Als er ihr in den Umhang half, brannten seine Finger auf ihrer Haut. Im Fond der Limousine saßen sie so weit wie möglich auseinander, jeder in seiner Ecke, wie schüchterne Unterprimaner. Elizabeth hatte das Gefühl, lichterloh zu brennen. Der Weg in die Hotelsuite erschien ihr wie eine Ewigkeit. Sie glaubte, keine Minute länger warten zu können. Sobald sich die Tür hinter ihnen geschlossen hatte, fanden sie sich in einem verzehrenden Rausch. Sie lag in seinen Armen, spürte sein wildes Drängen, eine entfesselte Wildheit, die sie nie in ihm vermutet hätte. Er hob sie hoch und trug sie ins Schlafzimmer. Beide konnten nicht schnell genug aus den Kleidern kommen. Wir benehmen uns wie ungeduldige Kinder, dachte Elizabeth und fragte sich nur, warum Rhys so lange gewartet hatte. Aber das war jetzt egal. Nichts zählte mehr außer ihrer beider Nacktheit und dem Gefühl seines Körpers. Sie waren im Bett, entdeckten und erforschten einander. Elizabeth löste sich sanft aus seiner Umarmung, begann, seinen Körper zu küssen, ihre Zunge glitt an seiner schlanken, sportlichen Gestalt entlang, sie liebkoste ihn mit den Lippen, spürte seine samtene Härte in ihrem Mund. Seine Hände lagen auf ihren Hüften, drehten sie auf die Seite, sein Mund fuhr zwischen ihren Schenkeln hinab, öffnete sie seiner Zunge, die dort in die Süße des Paradieses vordrang, und als beide sich keine Sekunde länger beherrschen konnten, lag er plötzlich über ihr und drang langsam in sie ein, in sanften, kreisenden Bewegungen, und sie nahm seinen Rhythmus an, ihrer beider Rhythmus, den Rhythmus der ganzen Welt, und das Universum bewegte sich schneller und schneller und schneller, wirbelte herum, und dann kam die Explosion, wie ein Feuer, und dann stand die Welt wieder still, voller Frieden.

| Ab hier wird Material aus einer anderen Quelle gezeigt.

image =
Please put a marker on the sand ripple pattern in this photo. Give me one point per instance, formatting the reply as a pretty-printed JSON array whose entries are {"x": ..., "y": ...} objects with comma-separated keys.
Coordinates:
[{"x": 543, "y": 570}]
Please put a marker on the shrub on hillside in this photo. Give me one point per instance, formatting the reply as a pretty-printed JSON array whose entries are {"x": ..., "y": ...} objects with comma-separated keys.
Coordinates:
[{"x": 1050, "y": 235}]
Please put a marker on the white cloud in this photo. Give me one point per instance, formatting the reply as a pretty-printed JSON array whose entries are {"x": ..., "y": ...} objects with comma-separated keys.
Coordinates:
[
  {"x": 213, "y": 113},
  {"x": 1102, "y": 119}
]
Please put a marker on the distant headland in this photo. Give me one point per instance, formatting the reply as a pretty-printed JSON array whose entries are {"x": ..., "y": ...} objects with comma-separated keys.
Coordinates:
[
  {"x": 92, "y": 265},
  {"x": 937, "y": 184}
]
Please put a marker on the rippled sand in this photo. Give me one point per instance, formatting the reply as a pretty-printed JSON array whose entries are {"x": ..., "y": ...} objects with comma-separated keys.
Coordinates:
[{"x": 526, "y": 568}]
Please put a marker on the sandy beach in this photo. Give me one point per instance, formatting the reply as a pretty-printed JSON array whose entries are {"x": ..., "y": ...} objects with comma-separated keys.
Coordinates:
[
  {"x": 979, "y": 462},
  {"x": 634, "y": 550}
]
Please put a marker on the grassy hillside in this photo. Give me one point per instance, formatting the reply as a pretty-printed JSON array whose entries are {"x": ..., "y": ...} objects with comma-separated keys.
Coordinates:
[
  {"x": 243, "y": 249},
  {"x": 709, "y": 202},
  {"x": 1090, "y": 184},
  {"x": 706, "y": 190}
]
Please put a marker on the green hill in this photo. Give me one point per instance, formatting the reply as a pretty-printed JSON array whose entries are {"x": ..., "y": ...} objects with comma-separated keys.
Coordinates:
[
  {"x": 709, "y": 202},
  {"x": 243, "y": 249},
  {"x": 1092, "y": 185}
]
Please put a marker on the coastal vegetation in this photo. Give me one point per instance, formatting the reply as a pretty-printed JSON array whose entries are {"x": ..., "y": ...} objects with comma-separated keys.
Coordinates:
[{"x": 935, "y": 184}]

Sie lagen da, hielten sich umschlungen, und Elizabeth hatte nur einen Gedanken: Ich bin seine Frau.

46. Kapitel

»Verzeihung, Mrs. Williams«, Henriettes Stimme kam über die Sprechanlage, »hier ist ein Kriminalbeamter für Sie. Hornung ist sein Name. Es ist dringend, sagt er.«

Verwundert drehte sich Elizabeth zu Rhys um. Am Abend zuvor waren sie aus Rio zurückgekommen und erst seit einigen Minuten im Büro. Rhys zuckte die Schultern. »Sag ihr, sie soll den Mann reinschicken. Wollen doch mal hören, was da so wichtig sein soll.«

Wenig später saßen die drei in Elizabeths Büro zusammen. »Weswegen wollten Sie mich sprechen?« fragte sie.

Max Hornung hasste belangloses Geplauder. Er kam gleich zur Sache. »Jemand trachtet Ihnen nach dem Leben«, stellte er sachlich fest. Doch als er sah, wie alle Farbe aus Elizabeths Gesicht wich, tat es ihm ehrlich leid, und er überlegte, ob man solche Mitteilungen taktvoller vorbringen könnte. Der Gedanke war ihm noch nie gekommen.